| Exploration Drives MLA Studentís International Studies |
Practically on the eve of departure for his new job teaching English to oil and gas engineers in Saudi Arabia, Joseph “Jay” Decker reflected on his path to and through the University of St. Thomas Master in Liberal Arts Program with a concentration in international studies.
Growing up in Katy, Texas, Decker always loved history and geography.
“I was curious about the world and had a passion for travel and exploring,” Decker remembered.
Undergraduate studies took him to Spain, which sparked his drive to experience more. Upon graduation, he earned certification to teach English internationally and then spent three years performing that job in rural Japan.
“It was an awesome experience for multiple reasons,” Decker said. “Because it was rural Japan, I was exposed to very traditional culture. And because they promoted me to be a traveling manager, I saw different parts of the country.”
Though the experience fed his desire to keep moving, he also felt a tug to reconnect with his family and enhance his career with a master’s degree. He returned to Houston, spoke with some professors from UST’s International Studies Department and began considering a career in diplomacy with the State Department, which gave way to thoughts of international business.
“With the MLA program I learned about social entrepreneurship and ethical business development instead of just business management,” Decker said. “Professor Rogelio Garcia-Contreras was a powerful influence in this area.

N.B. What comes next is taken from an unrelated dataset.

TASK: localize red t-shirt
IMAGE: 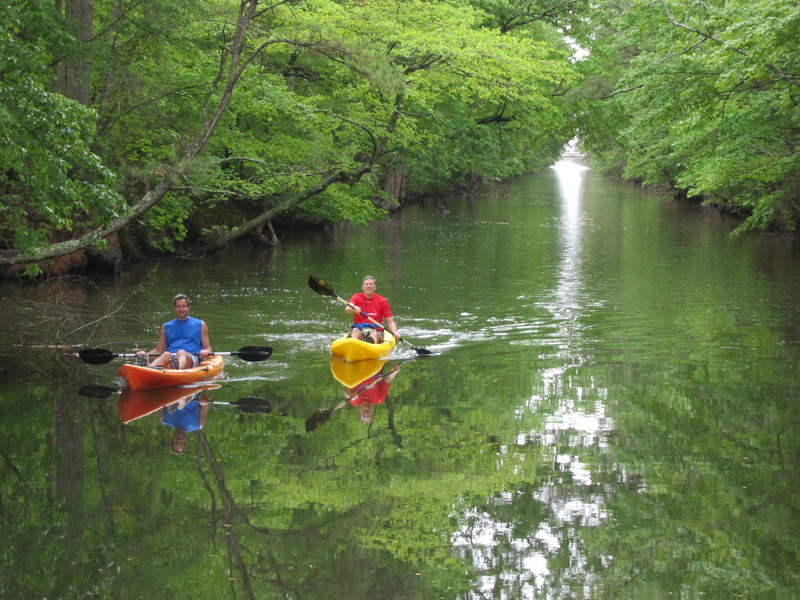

Dr. Hans Stockton gave me better insight into the international markets, particularly East Asia, where I would like to work one day.”
While pursing his MLA for two years, Decker taught full-time at an ELS school not far from the UST campus. Work-study-life balance was a challenge.
“It was hard. I had a lot of late nights, but I seem to have benefitted from exposure to the Japanese work ethic for discipline and time management. It’s as if having a lot on my plate actually helps me now to get things done faster and not procrastinate.”
Regardless, Decker is in no rush to make a firm career commitment. The MLA he earned in December 2012 widens his career choices and is the reason he was awarded his new contract in the Middle East. At present, he is considering a future that would plant him knee deep in academic learning again.
“I like sharing knowledge, so it’s possible that being a university professor would be right for me,” Decker said. “I am thinking of earning a doctorate down the road.”